A key point in the government’s plan to tackle climate change is improving the energy efficiency of Britain’s homes.
For landlords, this means that their properties need to have an EPC rating of C or above by 2025. Otherwise, they will no longer be able to let them to new tenants.
Just three years away, this deadline can be intimidating. Especially because the costs to achieve the required ratings can be considerable. In fact, they can reach up to £10,000 per property.
In a new whitepaper titled Confronting the EPC Challenge, Shawbrook Bank assesses how this situation can be addressed and the negative impacts on the rental market reduced.
What’s the current status?
At the moment, approximately 25% of landlords are letting properties with energy ratings of D or worse. This is especially true for structures built before the Second World War. Unfortunately, over a third of Private Rental Sector (PRS) properties predate 1940.
However, another major issue is a lack of knowledge, Shawbrook found. 25% of landlords don’t know the EPC rating of their property, and another 15% said they weren’t aware of the changed regulations or the deadline. 20% knew, but could not estimate the costs of upgrading their properties in terms of energy efficiency.
Those who do know put the average cost at around £5,900 – not factoring in tenants having to leave during the improvements, or the likely spike in prices as demand increases.
Paul Elliott, Managing Director at Propp.io, a property finance comparison site, says: “Landlords need to build this into their investment strategy right now. Factoring in an additional 10% cost on top of the purchase price for works to improve the EPC can change a deal from a good one to a bad one. And ignoring the problem completely could lumber investors with useless stock – unrentable and potentially even unsellable.”

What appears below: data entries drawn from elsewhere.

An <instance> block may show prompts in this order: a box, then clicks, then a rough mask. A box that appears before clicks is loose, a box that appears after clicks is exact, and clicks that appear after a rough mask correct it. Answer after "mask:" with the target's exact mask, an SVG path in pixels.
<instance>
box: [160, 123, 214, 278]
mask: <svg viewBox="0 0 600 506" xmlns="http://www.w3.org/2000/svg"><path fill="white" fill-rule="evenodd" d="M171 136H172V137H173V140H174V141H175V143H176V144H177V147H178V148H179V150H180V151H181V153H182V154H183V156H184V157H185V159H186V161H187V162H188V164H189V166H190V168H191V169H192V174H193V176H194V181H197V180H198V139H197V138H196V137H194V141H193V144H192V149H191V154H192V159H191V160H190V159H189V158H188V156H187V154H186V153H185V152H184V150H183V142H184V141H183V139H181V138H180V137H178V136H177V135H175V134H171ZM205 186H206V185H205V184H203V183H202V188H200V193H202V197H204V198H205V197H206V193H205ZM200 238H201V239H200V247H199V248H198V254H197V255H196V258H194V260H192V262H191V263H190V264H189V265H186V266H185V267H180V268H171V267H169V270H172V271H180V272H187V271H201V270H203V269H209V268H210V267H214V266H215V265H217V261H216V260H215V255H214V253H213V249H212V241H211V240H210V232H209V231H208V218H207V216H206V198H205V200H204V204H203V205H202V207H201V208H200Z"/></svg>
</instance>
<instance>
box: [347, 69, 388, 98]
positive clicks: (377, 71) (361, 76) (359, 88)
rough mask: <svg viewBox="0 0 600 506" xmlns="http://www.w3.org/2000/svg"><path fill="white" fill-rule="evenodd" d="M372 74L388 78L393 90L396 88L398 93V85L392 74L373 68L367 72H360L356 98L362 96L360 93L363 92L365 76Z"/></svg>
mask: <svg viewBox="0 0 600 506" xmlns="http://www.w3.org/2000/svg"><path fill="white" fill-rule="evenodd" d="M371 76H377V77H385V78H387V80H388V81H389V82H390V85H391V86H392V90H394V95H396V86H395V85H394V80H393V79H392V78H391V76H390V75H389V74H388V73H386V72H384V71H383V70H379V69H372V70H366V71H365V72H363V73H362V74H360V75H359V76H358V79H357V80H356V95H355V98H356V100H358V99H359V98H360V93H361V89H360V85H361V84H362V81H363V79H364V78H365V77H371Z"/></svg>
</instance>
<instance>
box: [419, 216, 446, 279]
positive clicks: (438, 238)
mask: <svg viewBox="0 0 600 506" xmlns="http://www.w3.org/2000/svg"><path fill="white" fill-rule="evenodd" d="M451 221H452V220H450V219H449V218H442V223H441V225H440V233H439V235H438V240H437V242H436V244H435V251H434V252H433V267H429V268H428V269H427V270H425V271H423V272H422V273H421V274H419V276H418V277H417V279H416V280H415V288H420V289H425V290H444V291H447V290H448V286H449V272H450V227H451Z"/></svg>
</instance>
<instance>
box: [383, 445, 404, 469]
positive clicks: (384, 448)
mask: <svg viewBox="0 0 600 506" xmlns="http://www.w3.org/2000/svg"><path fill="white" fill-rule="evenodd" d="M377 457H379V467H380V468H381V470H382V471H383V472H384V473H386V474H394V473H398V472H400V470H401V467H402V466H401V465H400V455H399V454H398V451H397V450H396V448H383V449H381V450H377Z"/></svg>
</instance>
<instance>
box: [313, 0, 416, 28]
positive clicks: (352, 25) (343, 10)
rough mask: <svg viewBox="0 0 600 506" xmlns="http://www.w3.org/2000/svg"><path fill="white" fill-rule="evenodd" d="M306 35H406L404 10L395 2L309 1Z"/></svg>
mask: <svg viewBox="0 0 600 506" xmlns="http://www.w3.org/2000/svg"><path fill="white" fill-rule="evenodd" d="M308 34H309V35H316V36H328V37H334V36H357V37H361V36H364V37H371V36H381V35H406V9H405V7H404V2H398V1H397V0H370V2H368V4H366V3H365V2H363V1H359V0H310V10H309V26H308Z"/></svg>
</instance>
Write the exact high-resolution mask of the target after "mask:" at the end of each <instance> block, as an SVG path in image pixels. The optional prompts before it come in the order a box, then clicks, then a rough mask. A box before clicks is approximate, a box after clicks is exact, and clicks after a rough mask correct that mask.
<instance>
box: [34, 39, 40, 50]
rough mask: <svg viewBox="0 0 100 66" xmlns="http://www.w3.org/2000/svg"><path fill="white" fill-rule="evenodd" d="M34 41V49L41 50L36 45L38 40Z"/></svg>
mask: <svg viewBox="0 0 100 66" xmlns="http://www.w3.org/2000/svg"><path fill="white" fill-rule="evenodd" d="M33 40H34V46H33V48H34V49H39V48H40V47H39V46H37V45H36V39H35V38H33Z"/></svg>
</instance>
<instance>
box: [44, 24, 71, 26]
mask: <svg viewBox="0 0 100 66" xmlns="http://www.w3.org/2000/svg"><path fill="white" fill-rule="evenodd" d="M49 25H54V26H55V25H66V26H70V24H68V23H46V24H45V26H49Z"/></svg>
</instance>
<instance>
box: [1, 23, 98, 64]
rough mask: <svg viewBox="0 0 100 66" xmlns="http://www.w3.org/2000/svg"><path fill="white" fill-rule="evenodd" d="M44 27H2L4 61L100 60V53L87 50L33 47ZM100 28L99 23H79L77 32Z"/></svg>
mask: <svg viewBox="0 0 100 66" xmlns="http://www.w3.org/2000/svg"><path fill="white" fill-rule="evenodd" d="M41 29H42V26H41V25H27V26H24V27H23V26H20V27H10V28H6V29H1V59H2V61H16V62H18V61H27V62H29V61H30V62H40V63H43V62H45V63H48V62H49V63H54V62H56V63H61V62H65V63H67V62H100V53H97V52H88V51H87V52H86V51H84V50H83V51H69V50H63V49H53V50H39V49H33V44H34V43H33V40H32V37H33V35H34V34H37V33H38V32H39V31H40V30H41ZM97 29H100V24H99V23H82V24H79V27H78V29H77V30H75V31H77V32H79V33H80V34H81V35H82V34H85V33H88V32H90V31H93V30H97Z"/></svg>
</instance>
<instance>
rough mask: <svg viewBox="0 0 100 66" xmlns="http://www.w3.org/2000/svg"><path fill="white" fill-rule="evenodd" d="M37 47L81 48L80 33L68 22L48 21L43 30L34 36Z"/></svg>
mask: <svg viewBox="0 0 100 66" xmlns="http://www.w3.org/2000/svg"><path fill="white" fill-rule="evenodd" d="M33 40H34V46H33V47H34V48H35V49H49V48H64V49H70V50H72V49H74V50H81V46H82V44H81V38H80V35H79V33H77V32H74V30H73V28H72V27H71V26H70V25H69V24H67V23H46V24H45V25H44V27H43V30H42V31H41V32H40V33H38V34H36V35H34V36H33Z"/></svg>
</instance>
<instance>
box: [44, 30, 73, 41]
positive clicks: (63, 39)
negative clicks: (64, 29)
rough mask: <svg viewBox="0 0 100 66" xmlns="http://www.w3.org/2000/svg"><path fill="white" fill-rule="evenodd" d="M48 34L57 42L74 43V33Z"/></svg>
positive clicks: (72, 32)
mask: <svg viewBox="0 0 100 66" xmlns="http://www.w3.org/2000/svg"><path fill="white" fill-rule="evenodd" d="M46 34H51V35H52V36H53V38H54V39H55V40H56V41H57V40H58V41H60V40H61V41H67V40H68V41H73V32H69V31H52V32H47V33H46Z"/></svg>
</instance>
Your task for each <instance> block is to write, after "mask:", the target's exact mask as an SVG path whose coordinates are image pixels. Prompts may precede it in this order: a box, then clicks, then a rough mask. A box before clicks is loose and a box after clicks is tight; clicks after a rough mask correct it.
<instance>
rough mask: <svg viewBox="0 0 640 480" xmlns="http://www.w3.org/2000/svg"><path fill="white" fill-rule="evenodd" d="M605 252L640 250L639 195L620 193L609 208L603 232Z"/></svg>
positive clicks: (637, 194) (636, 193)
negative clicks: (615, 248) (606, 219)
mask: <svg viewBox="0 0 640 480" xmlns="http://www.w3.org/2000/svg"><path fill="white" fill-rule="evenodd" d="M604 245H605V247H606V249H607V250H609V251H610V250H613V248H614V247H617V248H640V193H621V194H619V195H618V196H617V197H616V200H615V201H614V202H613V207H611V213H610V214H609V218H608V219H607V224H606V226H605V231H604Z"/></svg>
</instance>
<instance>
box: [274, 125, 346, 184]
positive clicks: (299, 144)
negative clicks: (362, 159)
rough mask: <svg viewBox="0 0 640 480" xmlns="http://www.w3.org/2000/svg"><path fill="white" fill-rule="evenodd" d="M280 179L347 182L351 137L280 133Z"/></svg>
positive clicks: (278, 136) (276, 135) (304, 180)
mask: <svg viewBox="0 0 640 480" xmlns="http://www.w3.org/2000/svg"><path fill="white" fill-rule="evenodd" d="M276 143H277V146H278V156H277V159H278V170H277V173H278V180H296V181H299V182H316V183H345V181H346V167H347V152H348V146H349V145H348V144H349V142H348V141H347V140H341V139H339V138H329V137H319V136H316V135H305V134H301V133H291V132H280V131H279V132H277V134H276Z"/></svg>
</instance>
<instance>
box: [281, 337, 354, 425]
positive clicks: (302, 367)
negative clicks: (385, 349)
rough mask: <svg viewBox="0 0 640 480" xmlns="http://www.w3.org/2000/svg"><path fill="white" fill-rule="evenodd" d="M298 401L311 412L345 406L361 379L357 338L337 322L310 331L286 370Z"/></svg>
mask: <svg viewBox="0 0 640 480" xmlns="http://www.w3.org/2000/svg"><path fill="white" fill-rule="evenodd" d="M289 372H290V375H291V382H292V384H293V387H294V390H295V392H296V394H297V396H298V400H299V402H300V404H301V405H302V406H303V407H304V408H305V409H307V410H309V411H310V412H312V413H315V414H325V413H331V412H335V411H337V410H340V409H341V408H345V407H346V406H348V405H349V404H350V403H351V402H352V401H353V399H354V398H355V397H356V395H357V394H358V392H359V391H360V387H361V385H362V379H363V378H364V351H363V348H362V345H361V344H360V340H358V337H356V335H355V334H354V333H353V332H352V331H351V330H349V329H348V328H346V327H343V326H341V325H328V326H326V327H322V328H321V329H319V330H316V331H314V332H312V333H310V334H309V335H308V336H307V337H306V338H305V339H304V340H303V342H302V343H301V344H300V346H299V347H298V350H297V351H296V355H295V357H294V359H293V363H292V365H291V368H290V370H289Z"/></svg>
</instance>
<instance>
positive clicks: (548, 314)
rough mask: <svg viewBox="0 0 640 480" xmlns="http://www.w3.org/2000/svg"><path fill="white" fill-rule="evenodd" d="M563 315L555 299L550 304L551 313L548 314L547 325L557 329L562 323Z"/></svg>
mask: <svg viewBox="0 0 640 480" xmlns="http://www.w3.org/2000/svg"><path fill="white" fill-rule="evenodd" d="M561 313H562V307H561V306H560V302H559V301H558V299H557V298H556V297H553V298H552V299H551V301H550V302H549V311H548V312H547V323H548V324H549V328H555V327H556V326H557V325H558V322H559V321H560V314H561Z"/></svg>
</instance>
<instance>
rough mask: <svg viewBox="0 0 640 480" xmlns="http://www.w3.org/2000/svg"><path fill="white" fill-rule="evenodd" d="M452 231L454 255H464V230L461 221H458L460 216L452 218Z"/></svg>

What market impact can be expected?
Overall, the market impact of the EPC policy is likely to be considerable. Most landlords are thinking about passing part of the cost on to tenants, who ultimately benefit from lower energy bills.
In addition, rents are likely to rise above their current levels, especially since many historic buildings will never achieve the requisite EPC ratings and thus disappear from the market.
In terms of investment, many landlords are already looking at energy ratings as a major decision point. 25% say that they avoid buying property with poor ratings. 15% even say they’re now exclusively interested in property built within the last two decades.
What should landlords do?
To begin with, landlords need to consult the EPC register to ascertain the current rating of their property. This is also a great source of information on improvements you need to make and which ratings you can reach.
As a next step, you need to round up funding options. Get ahead of the curve, before high demand drives up prices for materials as the deadline looms.
The key is to make energy efficiency a priority – both in upgrading your current properties and in purchasing new ones.